A innovation/manufacturing article focused on high tech batteries had an interesting section on A123:
When Yet-Ming Chiang cofounded A123 Systems in 2001 on the basis of his MIT research on battery materials, there was no advanced-battery manufacturing in the United States.
So Chiang and his colleagues at A123 built a manufacturing plant in Changzhou, China (see “An Electrifying Startup,” May/June 2008). The move was meant not to outsource production, says Chiang, but to acquire the needed manufacturing know-how. Subsequently, A123 bought a South Korean manufacturer as a way to begin developing the expertise it needed to make the flat cells required for electric-car batteries. When A123 decided it needed to be closer to its potential automotive customers in Detroit, it cloned the Korean plant in Livonia, Michigan, and the Chinese factory a few miles away in Romulus, aided by a $249 million grant from the federal government. As a result of this strategy, A123 was able to become a major manufacturer in a remarkably short time, building the Livonia plant in just over a year and the Romulus plant in nine months.
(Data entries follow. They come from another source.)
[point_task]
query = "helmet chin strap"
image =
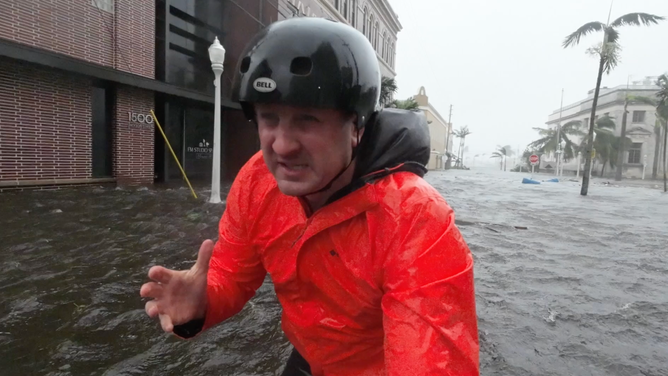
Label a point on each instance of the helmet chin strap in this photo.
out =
(331, 182)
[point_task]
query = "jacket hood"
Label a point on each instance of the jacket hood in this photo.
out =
(394, 140)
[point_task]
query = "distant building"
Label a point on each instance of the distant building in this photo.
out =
(374, 18)
(439, 129)
(640, 127)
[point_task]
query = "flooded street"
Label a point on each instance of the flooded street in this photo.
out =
(582, 291)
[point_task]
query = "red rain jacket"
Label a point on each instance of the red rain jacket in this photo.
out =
(377, 282)
(380, 282)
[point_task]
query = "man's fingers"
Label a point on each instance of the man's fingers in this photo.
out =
(204, 255)
(166, 323)
(160, 274)
(151, 290)
(152, 308)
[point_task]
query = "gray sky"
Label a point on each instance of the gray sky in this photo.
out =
(501, 65)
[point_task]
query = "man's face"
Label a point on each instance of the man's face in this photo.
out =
(304, 148)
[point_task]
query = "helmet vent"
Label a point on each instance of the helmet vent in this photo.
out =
(301, 66)
(245, 64)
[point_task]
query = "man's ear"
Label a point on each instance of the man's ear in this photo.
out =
(357, 132)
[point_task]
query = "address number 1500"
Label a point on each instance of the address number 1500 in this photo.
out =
(134, 117)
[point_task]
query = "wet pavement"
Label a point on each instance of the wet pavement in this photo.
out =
(582, 291)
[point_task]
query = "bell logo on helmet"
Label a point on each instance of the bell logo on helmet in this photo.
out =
(264, 85)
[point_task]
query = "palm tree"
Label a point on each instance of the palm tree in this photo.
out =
(406, 104)
(662, 82)
(548, 142)
(503, 152)
(661, 121)
(608, 53)
(388, 87)
(461, 133)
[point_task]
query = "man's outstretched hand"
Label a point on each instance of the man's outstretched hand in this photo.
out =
(179, 296)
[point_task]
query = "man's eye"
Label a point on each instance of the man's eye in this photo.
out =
(269, 118)
(309, 118)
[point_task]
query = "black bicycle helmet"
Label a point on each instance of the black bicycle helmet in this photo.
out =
(309, 62)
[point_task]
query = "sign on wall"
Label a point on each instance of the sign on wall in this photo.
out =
(140, 121)
(202, 151)
(307, 8)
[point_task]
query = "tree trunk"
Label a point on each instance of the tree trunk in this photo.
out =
(620, 154)
(590, 135)
(657, 153)
(665, 146)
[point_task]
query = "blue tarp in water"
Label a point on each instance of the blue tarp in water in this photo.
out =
(529, 181)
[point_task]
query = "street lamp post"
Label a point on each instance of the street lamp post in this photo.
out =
(644, 165)
(217, 57)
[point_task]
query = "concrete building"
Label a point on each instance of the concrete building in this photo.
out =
(78, 79)
(439, 129)
(640, 127)
(374, 18)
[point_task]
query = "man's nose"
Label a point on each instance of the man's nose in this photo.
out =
(285, 143)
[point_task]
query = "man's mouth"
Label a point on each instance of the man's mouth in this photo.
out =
(293, 166)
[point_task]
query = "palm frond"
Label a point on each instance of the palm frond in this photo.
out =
(606, 122)
(407, 104)
(611, 35)
(590, 27)
(609, 52)
(662, 82)
(636, 19)
(388, 87)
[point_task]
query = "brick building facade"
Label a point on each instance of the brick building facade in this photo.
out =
(78, 79)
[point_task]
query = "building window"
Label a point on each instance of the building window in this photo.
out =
(634, 153)
(638, 116)
(365, 22)
(371, 33)
(105, 5)
(353, 14)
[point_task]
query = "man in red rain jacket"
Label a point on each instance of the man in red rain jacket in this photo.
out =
(372, 274)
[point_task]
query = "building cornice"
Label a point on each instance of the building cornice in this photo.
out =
(587, 111)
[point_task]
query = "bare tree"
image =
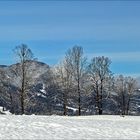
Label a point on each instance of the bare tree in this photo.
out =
(99, 74)
(24, 55)
(76, 63)
(64, 78)
(125, 87)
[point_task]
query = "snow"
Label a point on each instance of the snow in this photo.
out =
(43, 89)
(6, 112)
(59, 127)
(71, 108)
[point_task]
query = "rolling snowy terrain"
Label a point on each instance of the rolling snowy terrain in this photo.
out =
(60, 127)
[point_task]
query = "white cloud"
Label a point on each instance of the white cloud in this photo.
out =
(118, 56)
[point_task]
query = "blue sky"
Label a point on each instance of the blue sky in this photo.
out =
(49, 28)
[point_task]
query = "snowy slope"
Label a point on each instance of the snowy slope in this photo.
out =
(58, 127)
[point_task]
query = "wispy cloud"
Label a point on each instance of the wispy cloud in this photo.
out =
(118, 56)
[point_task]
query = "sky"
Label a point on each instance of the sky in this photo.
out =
(50, 28)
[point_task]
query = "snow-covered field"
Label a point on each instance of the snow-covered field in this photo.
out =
(58, 127)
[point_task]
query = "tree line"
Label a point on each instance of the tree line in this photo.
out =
(78, 78)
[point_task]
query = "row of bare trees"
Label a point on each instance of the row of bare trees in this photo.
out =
(75, 75)
(95, 77)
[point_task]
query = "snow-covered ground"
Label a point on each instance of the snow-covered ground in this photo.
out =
(58, 127)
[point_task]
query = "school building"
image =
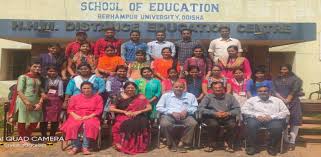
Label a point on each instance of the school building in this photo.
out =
(272, 32)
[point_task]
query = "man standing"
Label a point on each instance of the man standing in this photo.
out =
(177, 108)
(155, 47)
(264, 111)
(129, 48)
(109, 39)
(220, 109)
(218, 47)
(184, 47)
(73, 47)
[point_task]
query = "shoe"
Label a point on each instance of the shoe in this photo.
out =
(181, 147)
(210, 148)
(73, 151)
(272, 151)
(250, 151)
(291, 147)
(229, 149)
(173, 148)
(85, 151)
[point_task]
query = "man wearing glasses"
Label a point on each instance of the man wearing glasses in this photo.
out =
(264, 111)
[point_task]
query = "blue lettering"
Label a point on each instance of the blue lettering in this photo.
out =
(184, 8)
(160, 7)
(83, 6)
(105, 6)
(176, 7)
(193, 7)
(152, 7)
(215, 7)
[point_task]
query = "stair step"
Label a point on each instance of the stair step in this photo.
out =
(310, 129)
(311, 120)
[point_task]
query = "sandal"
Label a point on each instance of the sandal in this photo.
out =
(73, 151)
(117, 146)
(85, 151)
(209, 149)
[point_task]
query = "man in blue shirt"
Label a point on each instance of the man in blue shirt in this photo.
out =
(129, 48)
(177, 108)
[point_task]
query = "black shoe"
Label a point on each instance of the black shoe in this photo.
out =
(272, 151)
(182, 147)
(182, 150)
(250, 151)
(173, 148)
(291, 147)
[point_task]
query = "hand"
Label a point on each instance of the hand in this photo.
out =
(267, 118)
(65, 104)
(225, 114)
(136, 113)
(64, 78)
(217, 114)
(77, 117)
(183, 114)
(260, 118)
(129, 113)
(29, 106)
(44, 96)
(86, 117)
(38, 107)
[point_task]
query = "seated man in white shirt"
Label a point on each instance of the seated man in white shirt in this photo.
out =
(177, 107)
(264, 111)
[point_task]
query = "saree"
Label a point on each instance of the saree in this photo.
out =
(131, 134)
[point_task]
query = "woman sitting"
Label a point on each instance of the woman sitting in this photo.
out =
(131, 131)
(84, 115)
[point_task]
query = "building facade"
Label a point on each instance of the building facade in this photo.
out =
(272, 32)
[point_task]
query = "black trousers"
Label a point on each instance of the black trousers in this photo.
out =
(214, 125)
Methods used by “catch up” countries to do technology and expertise transfer from the US are not one way processes. We can do it in the other direction, and in the case of A123 we already have. What will matter in the future will be legal regime and placing manufacturing close to consumption.
5 thoughts on “How to get manufacturing back in the US”
Paging Samuel Slater…
Interesting article, but I note that all the companies used as examples are in the battery and solar fields, ie are directly or indirectly subsidized. There are plenty of manufacturing companies that could have been discussed that operate in more of a true free-market environment.
When the last lawyer is strangled with the entrails of the last environmentalist.
My post Faux Manufacturing Nostalgia addressed some of the factors that have negatively impacted manufacturing in the US.
David Foster – This is just a small observation, that there is no magic formula that prevents americans from rebuilding manufacturing if they’re willing to pay the price to do so. If you let things go too far, the price does tend to go up.